Farthest-point Voronoi diagrams answer smallest enclosing disk queries for points inside a rectangle in O(log^4 n) time.

A machine-rendered reading of the paper's core claim, the machinery that carries it, and where it could break.

The paper shows how to preprocess a point set so that the smallest disk enclosing any subset inside an axis-aligned query rectangle can be found quickly. It replaces an earlier method that moved the problem into three dimensions with a direct construction that uses only the two-dimensional farthest-point Voronoi diagram of the input. The new structure supports deterministic queries in O(log^4 n) time and randomized expected queries in O(log^{5/2} n log log n) time, while keeping the same O(n log^2 n) preprocessing and space bounds. A reader cares because windowed geometric queries appear in mapping, graphics, and spatial databases, and a simpler planar structure reduces implementation effort and opens easier extensions.

Core claim

The smallest enclosing disk of the points of S that lie inside a query rectangle R is the disk whose center is a vertex or edge of the farthest-point Voronoi diagram of S restricted to the region consistent with R. By traversing the diagram with a combination of binary search on the diagram's complexity and range reporting on the rectangular constraint, the correct disk is recovered without ever constructing the subset explicitly or lifting the input to three dimensions.

What carries the argument

The 2D farthest-point Voronoi diagram of the entire point set, whose cells and edges encode the candidate centers and radii for any enclosing disk formed by the input points.

If this is right

Query time drops from O(log^6 n) to O(log^4 n) deterministically while preprocessing stays O(n log^2 n).
Randomization yields an expected O(log^{5/2} n log log n) query bound under the same space budget.
All operations remain inside standard two-dimensional geometric primitives, removing any need for three-dimensional polyhedral intersections.
The same diagram can be reused for multiple overlapping rectangle queries without rebuilding.

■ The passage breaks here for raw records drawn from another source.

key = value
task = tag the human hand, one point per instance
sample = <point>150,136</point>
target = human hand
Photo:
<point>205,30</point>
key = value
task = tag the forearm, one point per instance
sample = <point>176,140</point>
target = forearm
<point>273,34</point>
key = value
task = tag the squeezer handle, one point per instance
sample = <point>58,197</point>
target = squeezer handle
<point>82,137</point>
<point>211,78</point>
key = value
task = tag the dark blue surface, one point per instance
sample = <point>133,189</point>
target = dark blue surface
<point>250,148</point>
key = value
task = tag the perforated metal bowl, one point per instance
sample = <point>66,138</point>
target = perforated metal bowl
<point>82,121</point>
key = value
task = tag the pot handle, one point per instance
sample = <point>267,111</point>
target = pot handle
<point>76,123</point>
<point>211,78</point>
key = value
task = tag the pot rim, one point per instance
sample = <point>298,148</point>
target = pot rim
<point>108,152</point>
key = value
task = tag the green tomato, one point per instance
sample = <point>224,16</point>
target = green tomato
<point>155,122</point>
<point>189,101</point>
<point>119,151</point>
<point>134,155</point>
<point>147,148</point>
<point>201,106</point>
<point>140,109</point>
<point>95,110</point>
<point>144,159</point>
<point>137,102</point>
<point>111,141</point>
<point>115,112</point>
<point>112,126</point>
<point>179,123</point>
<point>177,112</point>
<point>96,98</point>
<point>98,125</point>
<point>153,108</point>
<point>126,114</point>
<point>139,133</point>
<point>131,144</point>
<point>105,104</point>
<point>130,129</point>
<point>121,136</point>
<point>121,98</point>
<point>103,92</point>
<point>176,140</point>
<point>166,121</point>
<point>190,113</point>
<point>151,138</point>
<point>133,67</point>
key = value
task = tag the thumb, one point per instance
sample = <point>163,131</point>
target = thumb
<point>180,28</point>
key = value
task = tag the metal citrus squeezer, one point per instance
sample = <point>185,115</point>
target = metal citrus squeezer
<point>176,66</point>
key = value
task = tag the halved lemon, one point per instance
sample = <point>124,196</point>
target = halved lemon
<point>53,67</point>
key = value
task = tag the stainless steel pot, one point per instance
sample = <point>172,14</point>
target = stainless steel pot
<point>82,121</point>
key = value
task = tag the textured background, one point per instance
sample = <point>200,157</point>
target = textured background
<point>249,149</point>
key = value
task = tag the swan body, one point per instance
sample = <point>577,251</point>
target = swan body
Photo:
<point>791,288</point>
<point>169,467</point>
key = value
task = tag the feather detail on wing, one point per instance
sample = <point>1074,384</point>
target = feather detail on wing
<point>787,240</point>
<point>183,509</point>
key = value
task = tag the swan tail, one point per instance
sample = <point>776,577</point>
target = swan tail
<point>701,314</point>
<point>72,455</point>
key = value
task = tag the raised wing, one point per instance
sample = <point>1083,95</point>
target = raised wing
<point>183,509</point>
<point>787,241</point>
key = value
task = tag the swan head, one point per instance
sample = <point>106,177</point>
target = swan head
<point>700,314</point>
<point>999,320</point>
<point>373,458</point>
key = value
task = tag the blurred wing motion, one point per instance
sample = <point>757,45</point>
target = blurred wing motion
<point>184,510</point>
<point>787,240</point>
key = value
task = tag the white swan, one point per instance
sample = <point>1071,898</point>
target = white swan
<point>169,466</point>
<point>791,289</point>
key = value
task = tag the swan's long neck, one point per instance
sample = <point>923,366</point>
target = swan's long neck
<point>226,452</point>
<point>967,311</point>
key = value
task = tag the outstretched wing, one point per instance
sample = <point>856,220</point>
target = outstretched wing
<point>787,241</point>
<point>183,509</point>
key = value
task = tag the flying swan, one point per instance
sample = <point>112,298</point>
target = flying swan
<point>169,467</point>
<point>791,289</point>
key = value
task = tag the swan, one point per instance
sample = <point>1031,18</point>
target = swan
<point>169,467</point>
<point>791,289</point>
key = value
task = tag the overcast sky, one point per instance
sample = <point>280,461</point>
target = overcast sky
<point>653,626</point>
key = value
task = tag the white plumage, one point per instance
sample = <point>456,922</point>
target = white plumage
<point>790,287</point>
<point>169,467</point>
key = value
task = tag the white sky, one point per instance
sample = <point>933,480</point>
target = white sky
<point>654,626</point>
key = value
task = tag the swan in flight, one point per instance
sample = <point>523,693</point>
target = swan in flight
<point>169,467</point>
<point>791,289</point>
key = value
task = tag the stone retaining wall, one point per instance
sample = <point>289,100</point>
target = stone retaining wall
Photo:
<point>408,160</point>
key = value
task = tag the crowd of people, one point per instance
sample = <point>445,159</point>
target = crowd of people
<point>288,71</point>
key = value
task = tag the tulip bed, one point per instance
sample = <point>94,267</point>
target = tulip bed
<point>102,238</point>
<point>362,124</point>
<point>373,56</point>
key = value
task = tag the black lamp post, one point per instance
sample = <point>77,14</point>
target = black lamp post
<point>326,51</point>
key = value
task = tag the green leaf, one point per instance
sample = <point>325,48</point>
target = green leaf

Where Pith is reading between the lines

These are editorial extensions of the paper, not claims the author makes directly.

The same planar diagram might support related queries such as largest empty disks inside rectangles if the maximality condition can be encoded symmetrically.
Dynamic versions could maintain the diagram under point insertions while preserving the query bounds, because Voronoi diagrams admit efficient local updates.
The randomized speedup suggests that sampling a constant fraction of the diagram cells could further reduce expected time for very large point sets.

Load-bearing premise

The farthest-point Voronoi diagram of the full point set correctly identifies the smallest enclosing disk for every possible subset of points that lie inside an axis-aligned rectangle.

What would settle it

A concrete point set together with a rectangle for which the disk returned by the diagram search procedure is strictly larger than the true smallest enclosing disk of the points inside the rectangle.

read the original abstract

Let $S$ be a set of $n$ points in $\mathbb{R}^2$. Our goal is to preprocess $S$ to efficiently compute the smallest enclosing disk of the points in $S$ that lie inside an axis-aligned query rectangle. Previous data structures for this problem achieve a query time of $O(\log^6 n)$ with $O(n \log^2 n)$ preprocessing time and space by lifting the points to 3D, dualizing them into polyhedra, and searching through their intersections. We present a significantly simpler approach, solely based on 2D geometric structures, specifically 2D farthest-point Voronoi diagrams. Our approach achieves a deterministic query time of $O(\log^4 n)$ and, via randomization, an expected query time of $O(\log^{5/2} n \log\log n)$ with the same preprocessing bounds.

Editorial analysis

A structured set of objections, weighed in public.

Desk editor's note, referee report, simulated authors' rebuttal, and a circularity audit. Tearing a paper down is the easy half of reading it; the pith above is the substance, this is the friction.

Referee Report

2 major / 1 minor

Summary. The paper proposes a data structure for computing the smallest enclosing disk of the subset of n points lying inside an axis-aligned query rectangle. It relies on the farthest-point Voronoi diagram of the full set S, achieving deterministic query time O(log^4 n) and expected randomized query time O(log^{5/2} n log log n) with O(n log^2 n) preprocessing time and space, improving on prior O(log^6 n) bounds obtained via 3D lifting and polyhedral intersections.

Significance. If the correctness argument is complete, the result offers a simpler 2D-only technique and better query times for a natural range-reporting problem in computational geometry. The reliance on well-known Voronoi properties rather than higher-dimensional constructions is a positive aspect, and the randomized bound adds practical interest.

major comments (2)

[Query procedure and correctness argument] The central claim that the global farthest-point Voronoi diagram of S can be used to identify the smallest enclosing disk of S ∩ R for any axis-aligned rectangle R requires explicit justification. Because Voronoi vertices and edges are determined by triples or pairs that may include points outside R, the manuscript must prove (via lemma or case analysis) that the maximum-radius candidate found inside R is necessarily the SED center for the contained points only; this is load-bearing for both the deterministic O(log^4 n) and randomized bounds.
[Query time analysis] The description of the O(log^4 n) deterministic search (and the randomized variant) should include a precise accounting of how the rectangle is used to prune or traverse the diagram while guaranteeing the farthest-point property holds for the subset; without this, the improvement over the prior O(log^6 n) method cannot be fully verified.

minor comments (1)

[Abstract and introduction] The abstract states the preprocessing bounds but does not repeat them in the introduction; adding a short restatement would improve readability.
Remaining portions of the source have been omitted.